Скоро на смену словесной музыки Тургенева и живописи ярких страниц Аксакова пришли живописания из народного быта и блистающий поток поэтов, русских, немецких, французских и английских.
5
В шушунскую гимназию приехал новый учитель истории и географии. Он был родом из Вологды, из бедной семьи, одет очень скромно, говорил на "о", и хоть в Шушуне тоже все окают, вологодское произношение было для шушунских гимназистов очень забавным. Очень забавным показался им и сам этот учитель, Алексей Леонтьевич Полозовский*, черный, коренастый, маленький, с козлиной бородкой, с монгольскими косо расставленными глазками.
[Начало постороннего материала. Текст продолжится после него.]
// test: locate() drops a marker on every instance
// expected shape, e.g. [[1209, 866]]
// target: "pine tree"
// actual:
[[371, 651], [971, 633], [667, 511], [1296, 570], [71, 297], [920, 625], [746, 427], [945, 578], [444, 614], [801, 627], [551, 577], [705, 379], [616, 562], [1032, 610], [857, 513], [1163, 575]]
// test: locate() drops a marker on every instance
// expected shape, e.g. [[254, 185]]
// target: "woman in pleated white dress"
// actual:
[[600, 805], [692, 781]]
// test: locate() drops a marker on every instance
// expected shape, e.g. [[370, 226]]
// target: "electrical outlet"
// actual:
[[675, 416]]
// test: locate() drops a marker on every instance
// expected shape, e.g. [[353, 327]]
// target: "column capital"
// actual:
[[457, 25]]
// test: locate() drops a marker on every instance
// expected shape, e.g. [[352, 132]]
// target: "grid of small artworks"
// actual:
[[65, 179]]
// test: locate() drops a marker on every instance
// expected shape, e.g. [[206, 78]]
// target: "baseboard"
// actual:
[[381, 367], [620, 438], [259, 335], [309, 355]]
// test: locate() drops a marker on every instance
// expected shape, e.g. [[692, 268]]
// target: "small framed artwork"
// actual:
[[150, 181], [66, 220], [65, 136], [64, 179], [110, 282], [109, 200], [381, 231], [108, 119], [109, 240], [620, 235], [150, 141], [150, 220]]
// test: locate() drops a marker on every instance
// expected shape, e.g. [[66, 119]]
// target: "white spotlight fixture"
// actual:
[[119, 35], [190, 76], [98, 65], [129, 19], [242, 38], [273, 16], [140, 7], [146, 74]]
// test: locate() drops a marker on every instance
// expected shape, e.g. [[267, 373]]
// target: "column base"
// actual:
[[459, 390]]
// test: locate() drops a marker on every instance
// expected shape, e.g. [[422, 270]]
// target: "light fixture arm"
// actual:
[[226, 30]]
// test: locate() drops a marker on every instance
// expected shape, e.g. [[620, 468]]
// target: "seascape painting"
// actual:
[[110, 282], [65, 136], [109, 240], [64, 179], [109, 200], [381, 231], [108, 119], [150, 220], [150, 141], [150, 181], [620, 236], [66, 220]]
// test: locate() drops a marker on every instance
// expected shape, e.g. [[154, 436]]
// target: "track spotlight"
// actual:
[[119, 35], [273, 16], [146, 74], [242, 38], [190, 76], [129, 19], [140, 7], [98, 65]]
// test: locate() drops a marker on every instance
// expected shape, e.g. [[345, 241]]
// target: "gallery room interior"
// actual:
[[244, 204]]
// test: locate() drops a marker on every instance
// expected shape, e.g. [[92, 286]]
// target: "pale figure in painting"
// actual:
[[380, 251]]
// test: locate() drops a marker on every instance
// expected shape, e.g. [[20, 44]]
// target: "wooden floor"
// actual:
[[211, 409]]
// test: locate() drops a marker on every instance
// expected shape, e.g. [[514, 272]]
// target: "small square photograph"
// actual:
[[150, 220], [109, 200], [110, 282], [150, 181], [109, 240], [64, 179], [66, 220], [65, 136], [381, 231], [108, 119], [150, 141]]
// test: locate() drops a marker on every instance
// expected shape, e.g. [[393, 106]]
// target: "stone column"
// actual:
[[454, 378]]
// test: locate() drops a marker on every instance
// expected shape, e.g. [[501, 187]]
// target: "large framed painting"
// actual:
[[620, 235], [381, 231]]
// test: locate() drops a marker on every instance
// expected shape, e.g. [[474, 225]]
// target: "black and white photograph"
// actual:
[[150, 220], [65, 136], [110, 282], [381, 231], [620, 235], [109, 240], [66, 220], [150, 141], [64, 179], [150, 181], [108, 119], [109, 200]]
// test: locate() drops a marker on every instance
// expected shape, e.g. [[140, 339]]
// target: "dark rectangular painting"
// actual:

Когда он должен был прийти во второй раз в классную комнату, среди ожидавших его безжалостных подростков царило шаловливое ироническое настроение. Когда раздался первый звонок, возвещавший, что ученики должны быть на местах, Горик, вспомнив имя одного из исторических героев предстоявшего урока, возгласил громким голосом: "Пипин Короткий, потряси свой бородкой". Весь класс разразился хохотом, а один из тех товарищей Горика, которые преклонялись перед ним за его начитанность и называли его то Краснокожий, то Литератор, то Рыжий Дьявол, быстро подбежал к классной доске, схватил мел и, прежде чем успел прозвучать второй звонок, возвещающий приход учителя, успел написать на доске крупными буквами:
Пипин Короткий,
Потряси свой бородкой.
Когда Полозовский вошел в класс и сел на кафедру, он не мог не почувствовать, что в классе что-то происходит. Одни ученики во все глаза смотрели на учителя и пересмеивались, другие не отрываясь смотрели на классную доску. Учитель подумал-подумал, сошел с кафедры, подошел к доске и, опершись спиной о переднюю парту, посмотрел на доску. Воцарилась долгая минута напряженного молчания. Прошла еще другая минута. Горику показалось, что прошел целый час, мучительный. Он видел, как край щеки Полозовского покраснел, как вся видимая часть его лица залилась густою красною краской. У Горика выступили на глазах слезы, так ему было стыдно и так ему вдруг стало жаль этого, ничем еще его не обидевшего человека, который явно переживал волнение и не знал, как ему поступить. Учитель вернулся наконец на кафедру, посмотрел в журнал и, не поднимая глаз на учеников, сказал: "Георгий Гиреев, подойдите к доске, сотрите с нее то, что там написано, и скажите, что вы знаете о Карле Великом". Горик исполнил то, что ему было указано. Учитель поставил ему четверку, сказал: "Садитесь". Долго молчал и потом изменившемся голосом сказал: "Сегодня я больше никого не буду спрашивать. Я расскажу вам подробно, какой человек был Карл Великий". И в течение всего оставшегося времени до звонка он подробно говорил, без внешнего красноречия, но с горячею внутреннею силой,- он нарисовал яркую картину Средневековья, рыцарства, изобразил, как много в те далекие темные времена могла сделать отдельная сильная личность и чего может достигать человеческая воля, задаваясь определенной, раз поставленной себе целью.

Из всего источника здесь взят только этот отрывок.